The SFT stage uses standard Negative Log-Likelihood loss. The PPO stage utilizes Proximal Policy Optimization with a reward function combining three binary rewards (format × (1 + emotion + strategy)). Initial learning rate is 1e-4, batch size is 16, and sequence length is 2048.

Key Experimental Results

Main Results (EMPATHETICDIALOGUES Dataset)

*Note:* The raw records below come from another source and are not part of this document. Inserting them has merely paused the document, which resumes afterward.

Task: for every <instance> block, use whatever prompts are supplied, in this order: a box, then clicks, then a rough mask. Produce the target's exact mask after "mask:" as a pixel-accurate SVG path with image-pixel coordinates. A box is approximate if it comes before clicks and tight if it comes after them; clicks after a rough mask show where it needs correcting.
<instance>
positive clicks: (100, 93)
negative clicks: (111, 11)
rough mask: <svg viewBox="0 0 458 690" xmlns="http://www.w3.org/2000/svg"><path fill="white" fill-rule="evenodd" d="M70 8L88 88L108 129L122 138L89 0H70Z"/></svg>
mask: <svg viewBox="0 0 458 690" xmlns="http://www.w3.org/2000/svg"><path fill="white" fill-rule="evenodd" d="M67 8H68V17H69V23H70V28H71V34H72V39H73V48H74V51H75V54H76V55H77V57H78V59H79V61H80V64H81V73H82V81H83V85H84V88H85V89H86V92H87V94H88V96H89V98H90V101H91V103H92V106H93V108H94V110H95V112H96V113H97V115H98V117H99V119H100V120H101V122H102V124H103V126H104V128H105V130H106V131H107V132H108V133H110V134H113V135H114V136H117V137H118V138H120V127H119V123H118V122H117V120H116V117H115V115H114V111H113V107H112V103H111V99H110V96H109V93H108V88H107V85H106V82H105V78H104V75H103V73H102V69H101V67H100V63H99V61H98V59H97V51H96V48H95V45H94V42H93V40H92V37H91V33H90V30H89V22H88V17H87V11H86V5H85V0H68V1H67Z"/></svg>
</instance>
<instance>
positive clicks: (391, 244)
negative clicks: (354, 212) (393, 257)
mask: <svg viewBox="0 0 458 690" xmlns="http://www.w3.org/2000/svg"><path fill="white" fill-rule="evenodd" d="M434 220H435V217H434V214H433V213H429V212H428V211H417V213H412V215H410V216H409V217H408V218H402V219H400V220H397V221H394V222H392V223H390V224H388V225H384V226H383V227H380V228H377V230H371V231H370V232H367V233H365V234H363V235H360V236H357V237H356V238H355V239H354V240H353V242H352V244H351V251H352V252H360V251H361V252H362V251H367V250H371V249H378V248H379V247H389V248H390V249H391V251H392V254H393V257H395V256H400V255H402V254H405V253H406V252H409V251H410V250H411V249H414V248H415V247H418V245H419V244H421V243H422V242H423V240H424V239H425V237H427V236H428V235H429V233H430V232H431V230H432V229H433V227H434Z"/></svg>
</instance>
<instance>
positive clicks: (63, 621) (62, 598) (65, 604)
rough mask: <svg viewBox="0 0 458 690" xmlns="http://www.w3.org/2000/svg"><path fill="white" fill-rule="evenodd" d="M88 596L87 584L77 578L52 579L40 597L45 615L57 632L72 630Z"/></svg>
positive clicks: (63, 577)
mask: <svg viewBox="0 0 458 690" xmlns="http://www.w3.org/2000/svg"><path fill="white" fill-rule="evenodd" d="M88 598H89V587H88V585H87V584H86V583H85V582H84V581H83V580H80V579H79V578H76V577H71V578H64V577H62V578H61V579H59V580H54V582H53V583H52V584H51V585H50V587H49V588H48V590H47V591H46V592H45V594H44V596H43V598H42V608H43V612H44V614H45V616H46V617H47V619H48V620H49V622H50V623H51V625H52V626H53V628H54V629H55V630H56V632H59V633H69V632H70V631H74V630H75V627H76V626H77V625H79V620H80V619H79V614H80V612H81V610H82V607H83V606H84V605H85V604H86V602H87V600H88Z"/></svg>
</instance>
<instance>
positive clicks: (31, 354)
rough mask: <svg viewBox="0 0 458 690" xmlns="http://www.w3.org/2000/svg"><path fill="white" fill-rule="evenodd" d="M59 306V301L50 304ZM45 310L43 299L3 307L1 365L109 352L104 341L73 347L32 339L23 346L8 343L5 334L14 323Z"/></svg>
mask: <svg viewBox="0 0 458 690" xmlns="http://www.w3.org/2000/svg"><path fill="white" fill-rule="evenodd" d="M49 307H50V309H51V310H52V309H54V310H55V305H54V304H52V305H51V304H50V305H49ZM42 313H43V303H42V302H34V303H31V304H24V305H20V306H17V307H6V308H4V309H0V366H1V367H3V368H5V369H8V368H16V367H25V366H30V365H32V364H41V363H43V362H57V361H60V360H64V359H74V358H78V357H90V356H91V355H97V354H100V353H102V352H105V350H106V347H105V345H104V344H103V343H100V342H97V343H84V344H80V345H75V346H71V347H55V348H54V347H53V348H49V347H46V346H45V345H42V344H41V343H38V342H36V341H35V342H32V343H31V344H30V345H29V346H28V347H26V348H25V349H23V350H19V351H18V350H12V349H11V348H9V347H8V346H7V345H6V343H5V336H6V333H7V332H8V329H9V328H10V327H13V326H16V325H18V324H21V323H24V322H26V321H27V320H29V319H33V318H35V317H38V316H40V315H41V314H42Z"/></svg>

Model B-1 B-4 Acc_emo D-2 PPL
MoEL 18.02 2.73 31.02 1.76 36.81
CAB 20.23 3.01 40.52 2.95 35.06
ReflectDiffu 23.59 3.62 48.76 4.35 24.56
STRIDE-ED 24.54 4.67 57.25 13.63 10.50
Gain vs ReflectDiffu ↑4.0% ↑29.0% ↑17.4% ↑213% ↓57.2%

Ablation Study

Configuration B-1 Acc_emo D-2 PPL Description
Full 24.66 57.57 13.68 9.26 Full Model
w/o emotion 23.58 - 13.66 10.47 Remove emotion reasoning
w/o sum 22.91 54.14 13.42 7.78 Remove context summary
w/o strategy 22.44 54.58 15.09 6.98 Remove strategy reasoning → diversity increases but becomes uncontrolled
w/o CoT 22.55 - 13.26 8.64 Remove structured reasoning
w/o refinement+sampling 22.22 55.93 15.25 11.86 Largest drop in performance
w/o PPO 23.52 54.48 14.76 2.03 Very low PPL but poor emotion alignment

Key Findings

  • Diversity increases after removing strategy reasoning (D-2 from 13.68 → 15.09), but B-1 and emotional accuracy decrease—indicating that models without strategy constraints generate more random but less controllable responses.
  • Data refinement and sampling are the most critical components; all metrics decline significantly without them.
  • PPO has the largest impact on PPL (2.03 → 9.26), suggesting that the RL stage sacrifices some fluency for alignment under format/emotion/strategy constraints.
  • The framework generalizes across multiple open-source LLMs (Qwen3-0.6B/4B, LLama3.2-3B, etc.).

Highlights & Insights

  • The multi-stage reasoning design driven by cognitive psychology is natural and persuasive: Context Summary → Emotion Recognition → Strategy Selection → Action Reasoning → Response Generation, with each step providing clear functions and interpreable outputs.
  • The design of strategy-aware sampling cleverly addresses data imbalance—by sampling through the joint distribution of difficulty × frequency, complex high-level strategies receive sufficient training.
  • The "gating" design of the compound reward function is noteworthy—correct formatting is a prerequisite, otherwise, emotion and strategy rewards are rendered meaningless.

Limitations & Future Work

  • The strategy system is constructed based on analysis of the EMPATHETICDIALOGUES dataset and may not apply to other cultures or scenarios (e.g., medical consultation, crisis intervention).
  • Automated annotation relies on the reasoning quality of DeepSeek-R1; annotation errors may propagate through the refinement process.
  • Human evaluation was conducted on only 1000 dialogue turns, which is limited in scale.
  • Strategy coherence in multi-turn dialogues has not been explored—currently, each turn involves independent reasoning without considering session-level strategy planning.
  • vs ReflectDiffu (Yuan et al. 2025): ReflectDiffu uses diffusion models for empathetic responses focusing on generation quality; STRIDE-ED focuses on strategy-driven reasoning, achieving a 17.4% improvement in emotional accuracy.
  • vs CAB (Gao et al. 2023): CAB models cognitive appraisal and behavioral tendencies but lacks a comprehensive strategy system and data refinement; STRIDE-ED's strategy coverage and data quality control are more systematic.

Rating

  • Novelty: ⭐⭐⭐⭐ Combination of strategy system expansion + multi-stage CoT + strategy-aware data refinement is relatively novel.
  • Experimental Thoroughness: ⭐⭐⭐⭐⭐ Automated + human evaluation, comprehensive ablation, and multi-model generalization.
  • Writing Quality: ⭐⭐⭐⭐ Framework diagrams are clear and methodology is detailed, though math notations are slightly dense.